抄録
Sanazole (AK-2123, 3-nitrotriazole derivative, N1-(3-methoxypropyl)-2-(3-nitro-1 H-1, 2, 4-triazol-1-yl)acetamide) has been tested clinically as a hypoxic cell radiosensitizer. The aim of this study was to examine whether sanazole enhances apoptosis induced by hyperthermia (HT) or ionizing radiation (IR) in air condition. The combined effects of HT (44°C, 20 min) or IR (X-rays, 10 Gy) and sanazole on apoptosis in human lymphoma U937 cells were investigated. When the cells were treated first 10 mM sanazole for 40 min, and exposed to HT or IR afterwards, a significant enhancement of HT- or IR-induced apoptosis was evidenced by DNA fragmentation and phosphatidylserine externalization at 6 h after treatment. Flow cytometry revealed rapid and sustained increase of intracellular superoxide due to sanazole, and showed subsequent and transient increase in intracellular peroxide formation.

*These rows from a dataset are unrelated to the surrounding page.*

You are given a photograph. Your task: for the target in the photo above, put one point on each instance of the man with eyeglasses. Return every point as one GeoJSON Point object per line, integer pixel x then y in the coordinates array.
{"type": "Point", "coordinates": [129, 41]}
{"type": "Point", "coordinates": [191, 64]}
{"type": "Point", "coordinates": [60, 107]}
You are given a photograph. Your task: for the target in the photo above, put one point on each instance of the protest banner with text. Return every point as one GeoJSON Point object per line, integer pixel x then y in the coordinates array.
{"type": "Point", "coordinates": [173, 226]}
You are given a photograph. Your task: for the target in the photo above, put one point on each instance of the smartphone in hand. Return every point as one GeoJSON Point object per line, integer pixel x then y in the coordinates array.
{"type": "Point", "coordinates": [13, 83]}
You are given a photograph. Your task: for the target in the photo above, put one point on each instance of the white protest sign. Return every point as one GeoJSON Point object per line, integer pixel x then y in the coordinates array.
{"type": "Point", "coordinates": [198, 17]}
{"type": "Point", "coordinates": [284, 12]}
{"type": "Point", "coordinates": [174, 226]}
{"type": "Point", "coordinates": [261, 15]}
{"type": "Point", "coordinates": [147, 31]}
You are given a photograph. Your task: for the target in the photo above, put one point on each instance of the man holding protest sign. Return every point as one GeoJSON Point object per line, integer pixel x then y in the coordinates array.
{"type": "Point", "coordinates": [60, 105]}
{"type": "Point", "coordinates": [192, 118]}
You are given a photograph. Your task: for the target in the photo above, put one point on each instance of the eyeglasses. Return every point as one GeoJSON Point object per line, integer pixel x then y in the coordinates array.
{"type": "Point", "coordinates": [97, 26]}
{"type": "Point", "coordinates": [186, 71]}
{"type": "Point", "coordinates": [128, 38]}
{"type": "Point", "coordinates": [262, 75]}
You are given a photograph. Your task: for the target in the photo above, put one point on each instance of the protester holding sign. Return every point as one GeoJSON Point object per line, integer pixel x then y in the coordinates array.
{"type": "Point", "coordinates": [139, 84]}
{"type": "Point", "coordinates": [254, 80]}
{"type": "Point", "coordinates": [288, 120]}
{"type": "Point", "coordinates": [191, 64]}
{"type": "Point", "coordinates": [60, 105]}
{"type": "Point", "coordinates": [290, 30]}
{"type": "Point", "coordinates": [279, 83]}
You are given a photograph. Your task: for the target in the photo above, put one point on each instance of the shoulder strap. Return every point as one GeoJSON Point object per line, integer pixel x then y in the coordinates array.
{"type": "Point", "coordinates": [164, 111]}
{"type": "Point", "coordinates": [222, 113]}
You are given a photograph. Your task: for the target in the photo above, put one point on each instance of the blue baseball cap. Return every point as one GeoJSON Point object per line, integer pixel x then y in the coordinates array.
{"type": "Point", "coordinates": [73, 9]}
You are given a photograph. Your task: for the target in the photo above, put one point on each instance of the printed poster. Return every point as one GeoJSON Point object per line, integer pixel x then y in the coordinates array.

Mitochondrial membrane potential was decreased and the activation of caspase-3 and caspase-8 was enhanced in the cells treated with the combined treatment. The activation of Bid, but no change of Bax and Bcl-2 were observed after the combined treatment. The release of cytochrome c from mitochondria to cytosol, which was induced by HT or IR, was enhanced by sanazole. An increase in the intracellular Ca2+ concentration [Ca2+]i, externalization of Fas, and decrease in Hsp70 were observed following the combined treatment. These results indicate that the intracellular superoxide and peroxides generated by sanazole are involved in the enhancement of apoptosis through Fas-mitochondria caspase and [Ca2+]i-dependent pathways, and a decrease in Hsp70 also contributed to the enhancement of apoptosis.
Keywords: sanazole; apoptosis; hyperthermia; X-irradiation; reactive oxygen species; calcium.